The Desmarais family’s Power Corp. of Canada is facing increasing shareholder dissatisfaction with its governance, with a large minority of public shareholders voting against reappointing co-CEOs Paul Desmarais Jr. and André Desmarais to the board.

At the company’s annual meeting Tuesday, the two brothers had 13.4 per cent and 12.8 per cent of votes, respectively, withheld from them in the election of company directors. Those results were broadly in line with last year. The 2019 totals mean that, excluding the votes of the Desmarais family trust that has 59 per cent of the votes, more than 30 per cent of non-trust shareholders opposed giving them board seats.

The negative vote for the Desmarais brothers at Power Financial Corp., their related company that owns a number of insurance companies, increased by roughly three percentage points this year. On Monday, voters withheld 13.5 per cent of votes from Paul Desmarais Jr. and 12.8 per cent of votes from André Desmarais at Power Financial’s annual meeting. Power Corp. controls 65.5 per cent of the vote there.

Corporate elections are normally uncontroversial. Shareholders do not vote “yes” or “no” on directors, and the elections are usually uncontested, with the only choice to vote for a full slate of the company’s nominees, or “withhold” a vote in protest.

Power Corp., however, has faced a host of concerns from the proxy advisory services that publish reports guiding institutional shareholders in casting their proxy ballots. And while Power Corp.’s shares are up 20 per cent so far in 2019, they lag most large Canadian financial-services peers over longer periods. Among 11 companies Power uses as part of a comparison group to set executive pay, Power comes in next to last in three-year shareholder return, and easily dead last in the five-year period, according to S&P Global Market Intelligence.

Institutional Shareholder Services, one of those advisory services, recommended stockholders withhold votes from the Desmarais brothers this year because they sit on the board’s Governance and Nominating committee, which, among other duties, recommends candidates to join the board.

“As required by minimum best-practice standards within the market, no members of key committees should be executive directors,” ISS said. The research company also said that the brothers receive directors’ fees in addition to their executive pay, which “is considered extraordinary and outside of typical market practice in Canada.”

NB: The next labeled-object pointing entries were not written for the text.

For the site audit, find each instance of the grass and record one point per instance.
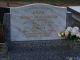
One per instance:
(54, 2)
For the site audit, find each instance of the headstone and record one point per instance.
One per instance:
(37, 22)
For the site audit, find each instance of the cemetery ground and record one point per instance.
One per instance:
(38, 50)
(57, 3)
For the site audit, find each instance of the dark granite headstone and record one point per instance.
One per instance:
(2, 24)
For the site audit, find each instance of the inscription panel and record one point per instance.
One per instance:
(36, 22)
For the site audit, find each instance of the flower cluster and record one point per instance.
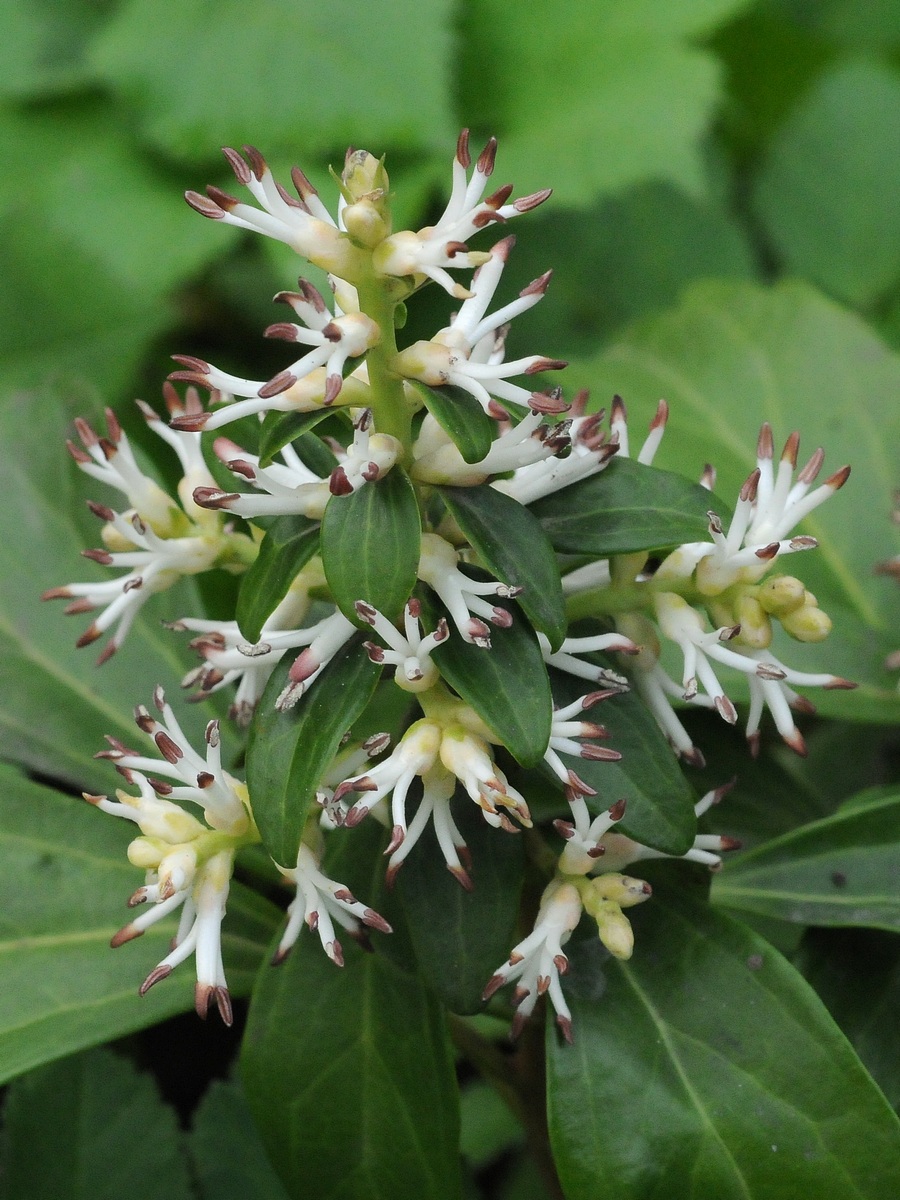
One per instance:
(454, 433)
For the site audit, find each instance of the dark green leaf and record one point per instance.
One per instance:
(844, 870)
(340, 59)
(735, 354)
(462, 418)
(857, 973)
(55, 706)
(846, 130)
(288, 546)
(281, 429)
(730, 1079)
(288, 751)
(624, 508)
(64, 881)
(461, 937)
(348, 1074)
(90, 1128)
(229, 1159)
(507, 685)
(660, 802)
(515, 549)
(370, 545)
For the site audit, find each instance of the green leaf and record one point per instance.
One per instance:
(660, 802)
(857, 975)
(228, 1157)
(370, 545)
(507, 685)
(42, 49)
(461, 418)
(461, 937)
(91, 1127)
(281, 429)
(844, 235)
(288, 546)
(515, 549)
(735, 354)
(64, 882)
(625, 508)
(288, 751)
(844, 870)
(619, 240)
(348, 1073)
(637, 97)
(717, 1039)
(55, 706)
(339, 57)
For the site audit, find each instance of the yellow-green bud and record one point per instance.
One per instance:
(615, 929)
(755, 624)
(622, 889)
(781, 594)
(808, 624)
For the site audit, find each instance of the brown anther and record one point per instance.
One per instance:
(791, 449)
(277, 384)
(155, 976)
(486, 159)
(528, 203)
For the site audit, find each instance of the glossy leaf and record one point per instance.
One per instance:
(359, 1098)
(507, 685)
(288, 545)
(648, 778)
(462, 418)
(186, 118)
(281, 429)
(624, 508)
(731, 1080)
(515, 549)
(91, 1127)
(845, 237)
(735, 354)
(461, 937)
(64, 882)
(844, 870)
(228, 1157)
(288, 751)
(370, 545)
(55, 706)
(857, 975)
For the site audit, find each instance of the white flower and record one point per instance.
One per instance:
(304, 225)
(408, 652)
(469, 353)
(313, 381)
(435, 249)
(319, 901)
(461, 594)
(619, 851)
(563, 733)
(538, 960)
(203, 778)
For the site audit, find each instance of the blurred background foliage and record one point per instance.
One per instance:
(724, 232)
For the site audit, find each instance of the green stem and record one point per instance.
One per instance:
(390, 407)
(519, 1078)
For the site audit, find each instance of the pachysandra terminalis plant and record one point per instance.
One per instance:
(427, 516)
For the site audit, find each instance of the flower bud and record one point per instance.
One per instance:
(808, 623)
(781, 594)
(755, 624)
(615, 929)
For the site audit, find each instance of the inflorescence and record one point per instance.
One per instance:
(706, 609)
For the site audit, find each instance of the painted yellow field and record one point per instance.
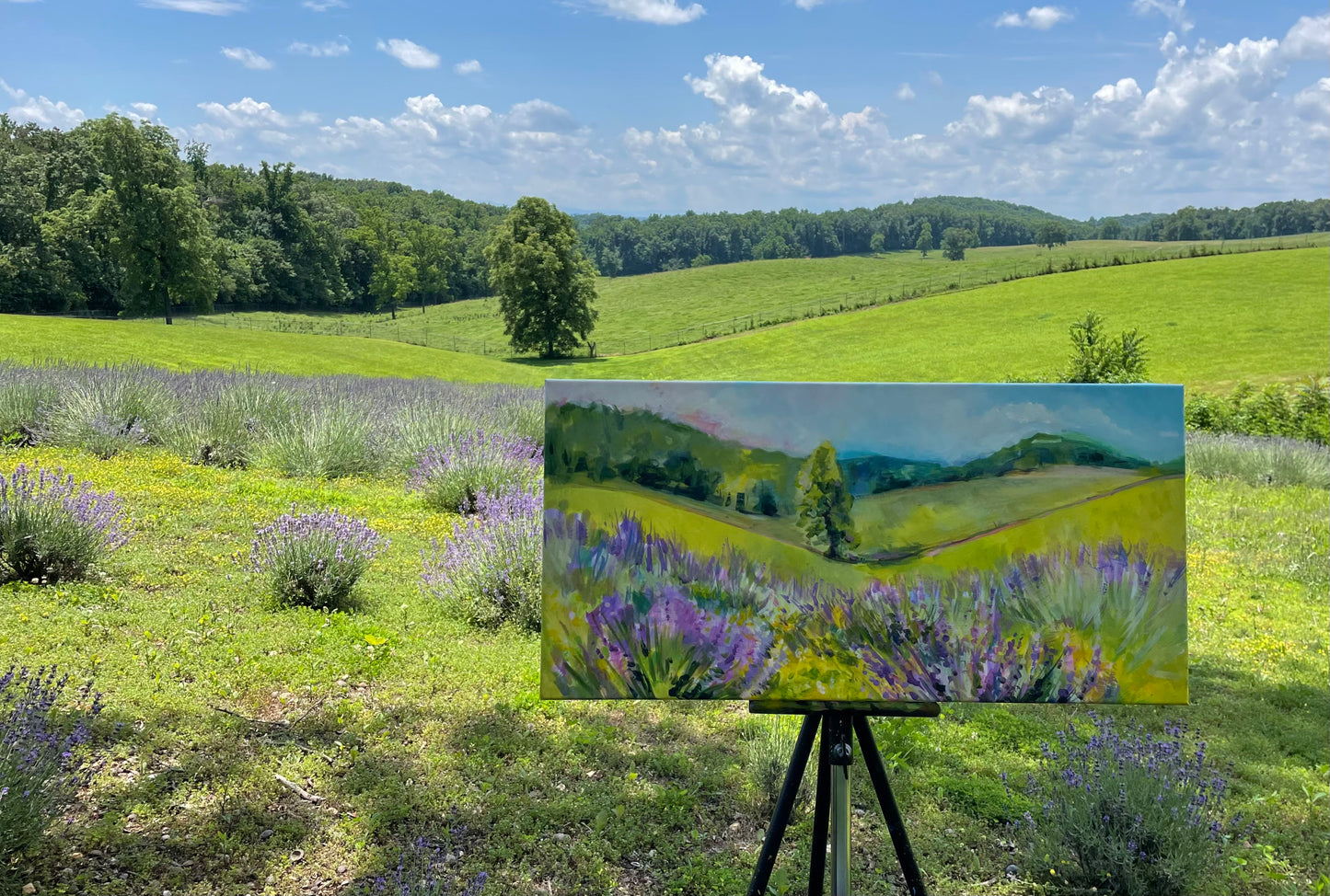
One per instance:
(1148, 513)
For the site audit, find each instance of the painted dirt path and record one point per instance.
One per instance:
(937, 549)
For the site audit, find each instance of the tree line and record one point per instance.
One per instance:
(116, 217)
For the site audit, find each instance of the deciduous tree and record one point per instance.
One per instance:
(546, 284)
(825, 502)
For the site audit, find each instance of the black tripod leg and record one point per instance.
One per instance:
(783, 806)
(821, 815)
(896, 824)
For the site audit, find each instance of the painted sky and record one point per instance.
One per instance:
(664, 105)
(944, 421)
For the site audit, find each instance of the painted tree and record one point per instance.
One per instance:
(546, 284)
(160, 235)
(955, 241)
(824, 502)
(924, 242)
(1051, 233)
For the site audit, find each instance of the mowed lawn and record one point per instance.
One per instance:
(1209, 323)
(656, 310)
(406, 723)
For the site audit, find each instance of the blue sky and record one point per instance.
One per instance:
(943, 421)
(661, 105)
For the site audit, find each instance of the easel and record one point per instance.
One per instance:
(840, 725)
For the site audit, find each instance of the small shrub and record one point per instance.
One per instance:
(1258, 460)
(769, 752)
(24, 406)
(1272, 411)
(334, 441)
(53, 529)
(454, 477)
(314, 558)
(489, 570)
(41, 762)
(110, 415)
(1126, 812)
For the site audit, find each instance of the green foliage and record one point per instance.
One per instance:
(1302, 412)
(158, 235)
(1257, 460)
(546, 284)
(769, 746)
(1111, 229)
(1051, 233)
(923, 245)
(1099, 358)
(825, 502)
(955, 241)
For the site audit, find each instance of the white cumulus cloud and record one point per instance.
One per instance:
(656, 12)
(328, 48)
(137, 110)
(247, 57)
(1036, 17)
(409, 53)
(1172, 9)
(205, 6)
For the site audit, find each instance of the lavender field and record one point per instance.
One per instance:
(636, 615)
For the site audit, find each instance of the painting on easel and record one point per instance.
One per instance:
(860, 541)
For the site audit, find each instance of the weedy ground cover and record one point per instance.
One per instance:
(403, 722)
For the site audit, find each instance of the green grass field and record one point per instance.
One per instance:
(1209, 322)
(657, 310)
(405, 722)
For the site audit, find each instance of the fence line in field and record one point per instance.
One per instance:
(931, 283)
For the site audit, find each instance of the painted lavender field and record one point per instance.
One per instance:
(684, 563)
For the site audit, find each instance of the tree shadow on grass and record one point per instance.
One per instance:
(588, 799)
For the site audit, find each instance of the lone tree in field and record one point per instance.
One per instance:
(158, 232)
(1099, 358)
(825, 502)
(1051, 233)
(955, 241)
(546, 284)
(924, 242)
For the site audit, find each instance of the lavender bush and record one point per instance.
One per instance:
(320, 426)
(314, 558)
(423, 869)
(42, 761)
(1126, 812)
(489, 570)
(451, 477)
(52, 529)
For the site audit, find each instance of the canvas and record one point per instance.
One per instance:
(864, 541)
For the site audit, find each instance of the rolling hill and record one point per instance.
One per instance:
(1209, 323)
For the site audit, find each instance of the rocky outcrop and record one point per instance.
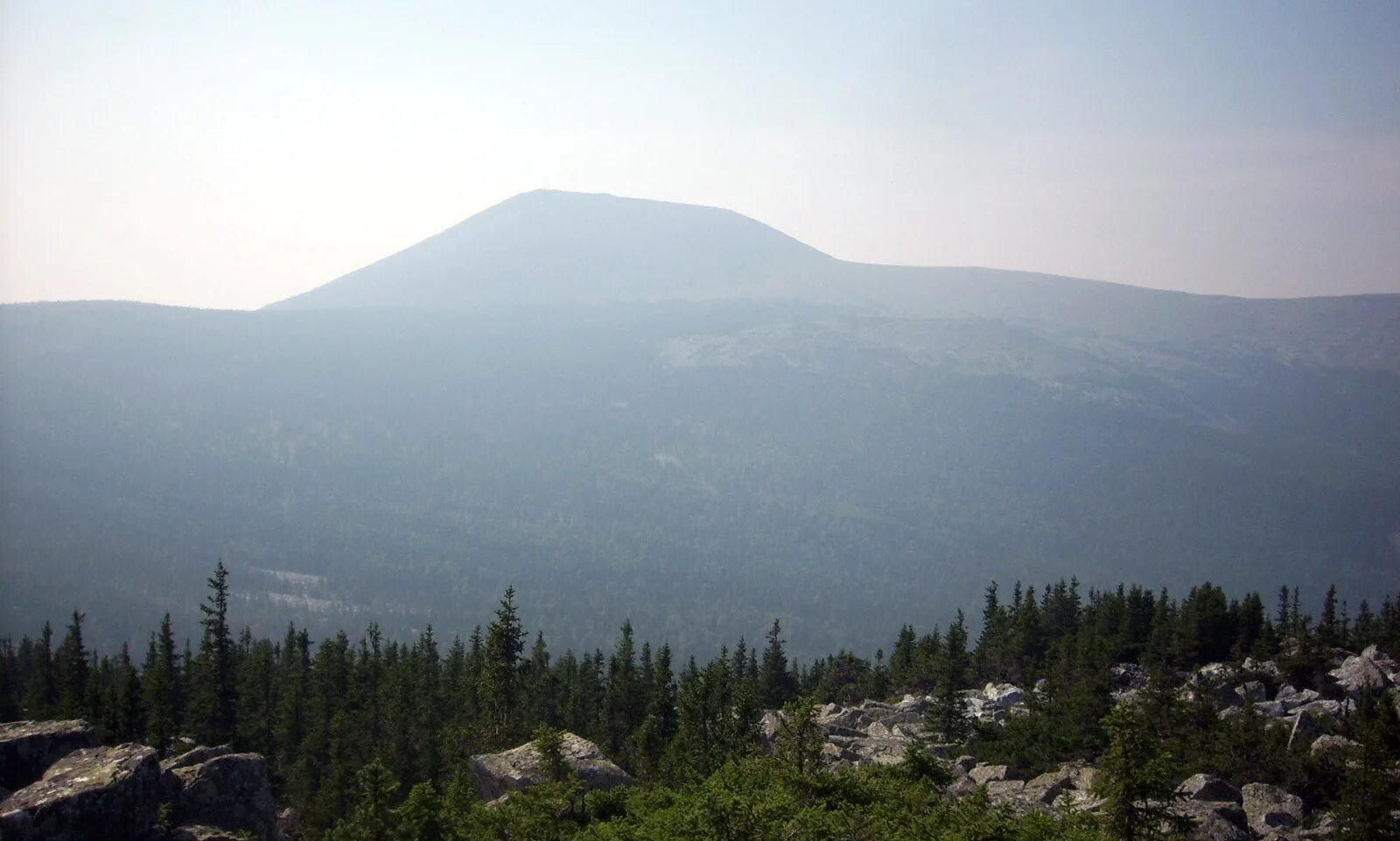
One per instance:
(94, 792)
(1270, 808)
(228, 791)
(118, 792)
(1334, 745)
(28, 747)
(1368, 670)
(1210, 788)
(499, 774)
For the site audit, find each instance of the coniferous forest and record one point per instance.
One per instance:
(370, 738)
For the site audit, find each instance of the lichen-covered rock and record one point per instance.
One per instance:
(499, 774)
(1332, 745)
(202, 833)
(94, 792)
(28, 747)
(228, 791)
(1210, 788)
(1360, 673)
(1003, 696)
(1252, 691)
(984, 774)
(1271, 808)
(193, 757)
(1304, 729)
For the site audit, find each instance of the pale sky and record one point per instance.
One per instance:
(231, 154)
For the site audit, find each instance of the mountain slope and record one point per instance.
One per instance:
(629, 408)
(560, 248)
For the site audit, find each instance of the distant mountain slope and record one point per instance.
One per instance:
(555, 248)
(676, 413)
(550, 247)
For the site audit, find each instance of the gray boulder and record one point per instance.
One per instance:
(499, 774)
(1292, 698)
(1306, 728)
(1270, 808)
(1252, 691)
(94, 792)
(195, 757)
(28, 747)
(984, 774)
(202, 833)
(1210, 789)
(1357, 675)
(228, 791)
(1003, 696)
(1330, 745)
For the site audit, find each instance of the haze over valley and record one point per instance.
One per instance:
(676, 413)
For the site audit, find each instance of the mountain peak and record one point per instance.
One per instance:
(564, 247)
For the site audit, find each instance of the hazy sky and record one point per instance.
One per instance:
(231, 154)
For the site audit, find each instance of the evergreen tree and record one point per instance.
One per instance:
(1136, 780)
(798, 740)
(160, 687)
(72, 669)
(214, 693)
(373, 817)
(41, 691)
(420, 815)
(948, 714)
(500, 669)
(1371, 782)
(774, 680)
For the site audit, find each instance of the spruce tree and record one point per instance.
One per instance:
(214, 691)
(948, 714)
(72, 669)
(500, 669)
(373, 817)
(41, 691)
(1136, 780)
(160, 687)
(774, 680)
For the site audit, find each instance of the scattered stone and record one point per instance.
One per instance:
(93, 792)
(1210, 788)
(982, 774)
(1252, 691)
(1292, 698)
(1267, 668)
(28, 747)
(195, 757)
(1327, 745)
(228, 791)
(499, 774)
(1304, 731)
(1003, 696)
(200, 833)
(1360, 673)
(1271, 808)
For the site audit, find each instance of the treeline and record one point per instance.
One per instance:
(326, 710)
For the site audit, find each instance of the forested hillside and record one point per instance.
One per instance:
(695, 418)
(375, 732)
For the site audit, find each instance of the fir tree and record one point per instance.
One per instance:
(72, 669)
(500, 669)
(1136, 780)
(373, 817)
(160, 687)
(214, 693)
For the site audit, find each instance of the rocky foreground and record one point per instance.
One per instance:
(58, 784)
(69, 788)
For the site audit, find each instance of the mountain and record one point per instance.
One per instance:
(627, 408)
(562, 248)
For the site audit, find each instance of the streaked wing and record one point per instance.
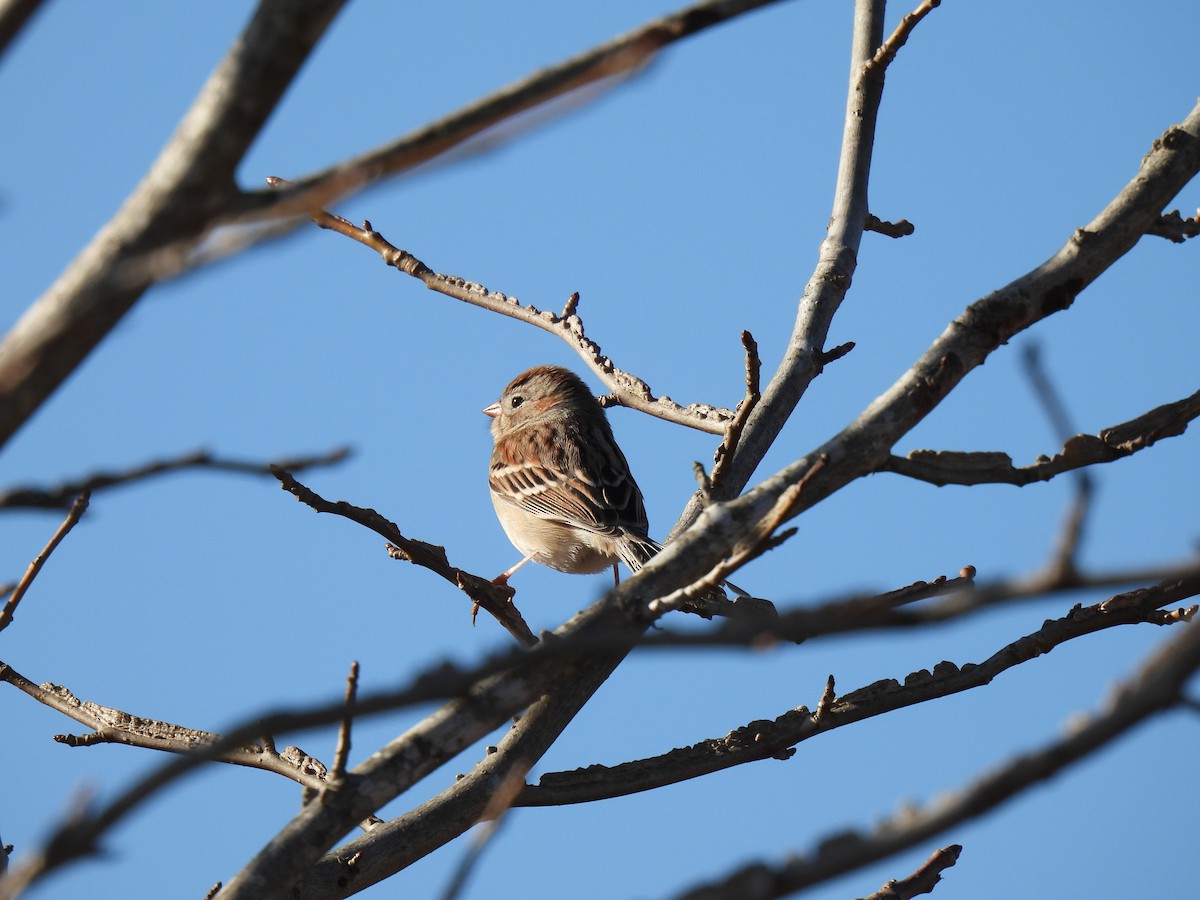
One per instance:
(583, 485)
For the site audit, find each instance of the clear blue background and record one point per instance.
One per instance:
(685, 205)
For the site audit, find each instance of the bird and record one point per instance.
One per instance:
(561, 486)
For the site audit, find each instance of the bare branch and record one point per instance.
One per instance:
(949, 467)
(59, 497)
(496, 599)
(835, 264)
(923, 880)
(13, 17)
(888, 51)
(618, 58)
(115, 726)
(778, 738)
(73, 515)
(1155, 688)
(1175, 228)
(733, 430)
(185, 189)
(628, 390)
(889, 229)
(342, 754)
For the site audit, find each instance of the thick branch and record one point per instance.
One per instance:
(13, 17)
(18, 592)
(949, 467)
(778, 739)
(114, 726)
(186, 186)
(837, 259)
(858, 450)
(628, 390)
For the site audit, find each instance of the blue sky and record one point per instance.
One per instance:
(684, 207)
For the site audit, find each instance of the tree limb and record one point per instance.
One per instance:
(628, 390)
(492, 598)
(186, 186)
(60, 496)
(73, 516)
(1155, 688)
(778, 739)
(952, 467)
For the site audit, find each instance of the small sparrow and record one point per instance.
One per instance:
(561, 486)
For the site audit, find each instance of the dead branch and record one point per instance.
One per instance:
(177, 202)
(628, 390)
(778, 738)
(1155, 688)
(115, 726)
(492, 598)
(1175, 228)
(59, 496)
(73, 516)
(951, 467)
(923, 880)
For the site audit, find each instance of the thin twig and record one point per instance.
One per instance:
(939, 467)
(342, 754)
(628, 390)
(923, 880)
(59, 497)
(889, 48)
(729, 444)
(1175, 228)
(490, 825)
(1153, 688)
(1066, 555)
(777, 738)
(10, 607)
(492, 598)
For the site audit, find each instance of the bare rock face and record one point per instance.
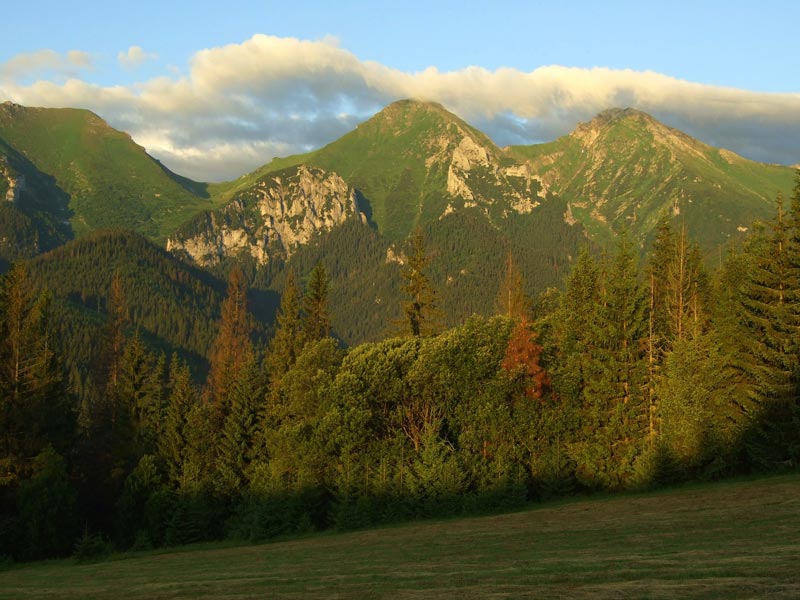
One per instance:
(476, 175)
(281, 212)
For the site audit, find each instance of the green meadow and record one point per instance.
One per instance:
(737, 539)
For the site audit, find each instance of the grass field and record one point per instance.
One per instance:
(737, 539)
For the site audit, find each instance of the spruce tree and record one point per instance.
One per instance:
(511, 298)
(232, 349)
(420, 308)
(315, 306)
(287, 343)
(615, 409)
(174, 437)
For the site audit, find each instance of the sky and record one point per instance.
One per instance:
(216, 89)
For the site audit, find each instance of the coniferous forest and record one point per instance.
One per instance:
(641, 369)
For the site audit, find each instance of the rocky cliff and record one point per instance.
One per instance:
(270, 219)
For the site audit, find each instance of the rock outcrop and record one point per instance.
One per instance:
(271, 219)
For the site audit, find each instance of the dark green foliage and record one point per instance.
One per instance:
(91, 548)
(175, 307)
(47, 509)
(420, 307)
(288, 341)
(100, 177)
(629, 377)
(625, 170)
(315, 305)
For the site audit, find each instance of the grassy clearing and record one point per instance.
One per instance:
(730, 540)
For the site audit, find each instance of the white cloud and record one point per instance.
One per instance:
(242, 104)
(135, 56)
(44, 62)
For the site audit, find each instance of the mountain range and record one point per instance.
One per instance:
(414, 166)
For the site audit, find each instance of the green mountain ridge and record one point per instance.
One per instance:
(108, 180)
(626, 169)
(412, 163)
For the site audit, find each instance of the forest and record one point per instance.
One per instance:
(636, 372)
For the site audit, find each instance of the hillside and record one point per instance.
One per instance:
(726, 540)
(624, 168)
(173, 306)
(414, 162)
(34, 211)
(101, 177)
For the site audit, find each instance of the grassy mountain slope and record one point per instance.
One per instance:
(107, 178)
(410, 162)
(626, 168)
(725, 540)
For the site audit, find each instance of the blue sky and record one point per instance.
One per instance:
(268, 78)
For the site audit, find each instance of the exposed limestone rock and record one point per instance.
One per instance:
(271, 219)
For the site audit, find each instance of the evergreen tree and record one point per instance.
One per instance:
(511, 298)
(113, 340)
(174, 437)
(420, 308)
(615, 410)
(239, 439)
(36, 409)
(573, 329)
(232, 349)
(315, 306)
(768, 356)
(287, 343)
(139, 393)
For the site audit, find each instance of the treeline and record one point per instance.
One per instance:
(637, 373)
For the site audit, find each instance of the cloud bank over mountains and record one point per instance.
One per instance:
(241, 104)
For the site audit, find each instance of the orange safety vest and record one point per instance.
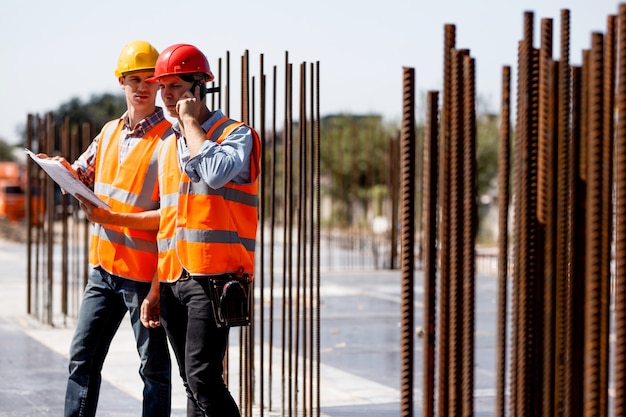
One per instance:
(206, 231)
(129, 187)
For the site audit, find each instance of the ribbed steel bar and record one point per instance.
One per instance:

Power Corp. also saw support continue to rise for two shareholder proposals the company opposes, one for better disclosure of vote totals and another, a call for a “say-on-pay” compensation measure. They garnered 25.1 per cent and 23.3 per cent of votes cast, respectively.

In a press conference held after the company’s annual meeting in Toronto, the brothers said many shareholders invest in Power precisely because of the family control, and they seem happy with the company since Power expected more shares to be tendered in a recent buyback than there were.

“A lot of people were not willing to sell, period, and the amount of volume available to us in the buyback was not an excessively huge amount of volume,” André Desmarais said. “If people were very upset with you, they’d deposit a hell of a lot more shares … people have voted with their money, with their shares.”

Power Corp. is federally incorporated, so it would be subject to changes in the Canadian Business Corporations Act that would make a non-binding “say-on-pay” vote mandatory. Paul Desmarais Jr. said the company will follow the law, but continues to oppose the concept of the vote "from a philosophical point of view. Boards are appointed to make those decisions, and compensation committees are well-placed to make the decisions that are complex when it comes to remuneration of their officers. And it’s better to have a group that’s well informed and has all the data to make a better decision.

“You must ask yourself intellectually, where does this lead us? Where does it really lead boards, too? What does it really mean to the system? It’s a very, to me, worrisome thing – if we’re worried about compensation, why aren’t we worried about [mergers and acquisitions]? Why aren’t we worried about strategic decisions?" Paul Desmarais Jr. said.

“Why have a board?” André Desmarais interjected, adding that his significant ownership of Power and Power’s ownership of Power Financial means “I think I’m terribly independent, because I am a large shareholder, and therefore I have a lot more to say.”